A este respeito, a pesquisa com as células-tronco cabe como um bom exemplo: trata-se de uma investigação espetacular da ciência, que traz esperança para a qualidade de vida, cujos resultados interessam a uma série de grupos sociais, mas que exige uma série de reflexões, que devem partir tanto da comunidade científica, quanto dos diversos setores da sociedade. Então, o pesquisador desta área não pode simplesmente desenvolver uma pesquisa a qualquer custo; ele deve ouvir as outras vozes da sociedade e incorpora-las ao seu pensamento”.

Stevens Rehen

Pesquisador do Laboratório de Neurogênese e Diferenciação Celular (LANDIC), do Departamento de Anatomia da UFRJ.

"A questão da moral no procedimento de pesquisas com células-tronco deve ser discutida como qualquer outro problema sociocultural: com a clareza de que ele está inserido em um momento histórico. A moral varia muito com a pessoa, com o período, com a religião, por isso, nós devemos trabalhar com a bioética; se houver uma legislação clara, a questão da moral acaba sendo respondida dessa forma. O importante, no mundo, é ter uma comunidade que esteja sempre se auto-regulamentando com mecanismos que funcionem de forma a evitar procedimentos legalmente ruins, como clonar um indivíduo, por exemplo.

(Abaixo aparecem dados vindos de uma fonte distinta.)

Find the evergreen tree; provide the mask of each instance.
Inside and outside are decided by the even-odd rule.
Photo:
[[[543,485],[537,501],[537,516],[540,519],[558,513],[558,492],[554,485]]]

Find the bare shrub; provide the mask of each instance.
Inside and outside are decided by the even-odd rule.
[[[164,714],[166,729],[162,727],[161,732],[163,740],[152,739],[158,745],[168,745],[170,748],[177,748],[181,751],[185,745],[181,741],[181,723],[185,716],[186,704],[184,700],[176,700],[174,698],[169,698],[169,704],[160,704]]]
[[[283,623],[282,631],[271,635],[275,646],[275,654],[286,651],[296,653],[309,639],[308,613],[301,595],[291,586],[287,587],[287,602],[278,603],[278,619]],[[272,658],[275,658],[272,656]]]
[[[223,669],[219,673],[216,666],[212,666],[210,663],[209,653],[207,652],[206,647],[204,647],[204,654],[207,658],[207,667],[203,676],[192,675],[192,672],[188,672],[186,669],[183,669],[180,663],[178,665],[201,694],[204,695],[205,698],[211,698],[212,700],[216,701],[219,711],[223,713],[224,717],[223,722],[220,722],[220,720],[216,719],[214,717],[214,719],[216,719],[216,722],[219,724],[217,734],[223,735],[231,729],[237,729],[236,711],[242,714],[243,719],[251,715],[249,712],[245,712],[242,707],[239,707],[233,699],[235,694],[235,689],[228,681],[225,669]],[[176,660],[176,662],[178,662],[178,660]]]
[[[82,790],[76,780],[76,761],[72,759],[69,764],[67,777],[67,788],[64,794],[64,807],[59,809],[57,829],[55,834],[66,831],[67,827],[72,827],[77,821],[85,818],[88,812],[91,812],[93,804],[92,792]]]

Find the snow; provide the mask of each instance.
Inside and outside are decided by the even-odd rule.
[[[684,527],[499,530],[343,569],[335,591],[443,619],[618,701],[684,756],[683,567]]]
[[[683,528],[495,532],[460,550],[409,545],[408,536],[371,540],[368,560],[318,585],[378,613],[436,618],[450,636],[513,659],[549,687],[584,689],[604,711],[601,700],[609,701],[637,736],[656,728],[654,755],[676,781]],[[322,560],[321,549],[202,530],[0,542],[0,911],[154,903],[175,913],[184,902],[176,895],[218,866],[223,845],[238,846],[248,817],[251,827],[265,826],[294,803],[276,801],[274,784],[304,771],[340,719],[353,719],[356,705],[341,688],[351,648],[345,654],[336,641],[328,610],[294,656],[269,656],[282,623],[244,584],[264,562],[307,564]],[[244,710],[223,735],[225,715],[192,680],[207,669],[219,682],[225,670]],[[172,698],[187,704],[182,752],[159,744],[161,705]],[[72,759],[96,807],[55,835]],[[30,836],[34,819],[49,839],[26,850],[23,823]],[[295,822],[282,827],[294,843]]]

É claro que a comunidade científica tem que respeitar o ponto de vista da religião, mas nós vivemos numa sociedade plural. Se levássemos em conta todas as religiões, não faríamos quase nada, pois existem religiões que proíbem, por exemplo, a transfusão de sangue. Sendo o Brasil um país laico, ou seja, em que a religião não interfere na legislação, se é permitido que a comunidade científica desenvolva certa pesquisa, deve-se respeitar isso, assim como as crenças religiosas são respeitadas.

O que a ciência e os cientistas devem fazer, então, é trabalhar com um respaldo bioético, que significa ter uma legislação que respalde a pesquisa desenvolvida. Em muitos países, ou não se pode trabalhar, ou não existem leis de regulamentação, o que deixa tudo sem rumo, pois se pode fazer qualquer coisa ao mesmo tempo em que não se pode fazer nada. É importante estarmos em um país com leis que regulamentem certos tipos de procedimentos científicos, como o desenvolvimento de pesquisas com células-tronco, por exemplo. No Brasil, nós temos a Lei de Biossegurança, que autoriza o trabalho, seguindo uma série de regras.

A pesquisa com as células-tronco é importante porque elas são uma ferramenta para se entender melhor o desenvolvimento do ser humano. Então, devido à sua magnitude e por tratar-se de um processo contínuo, os métodos atuais de pesquisa com células-tronco embrionárias (as pesquisas com células-tronco provindas do líquido amniótico ainda são incipientes) não devem ser descartados, apesar da resistência de alguns setores da sociedade. Não digo que devemos ignorar as diferentes opiniões, mas, respeita-las sem abrir mão de nossos caminhos”.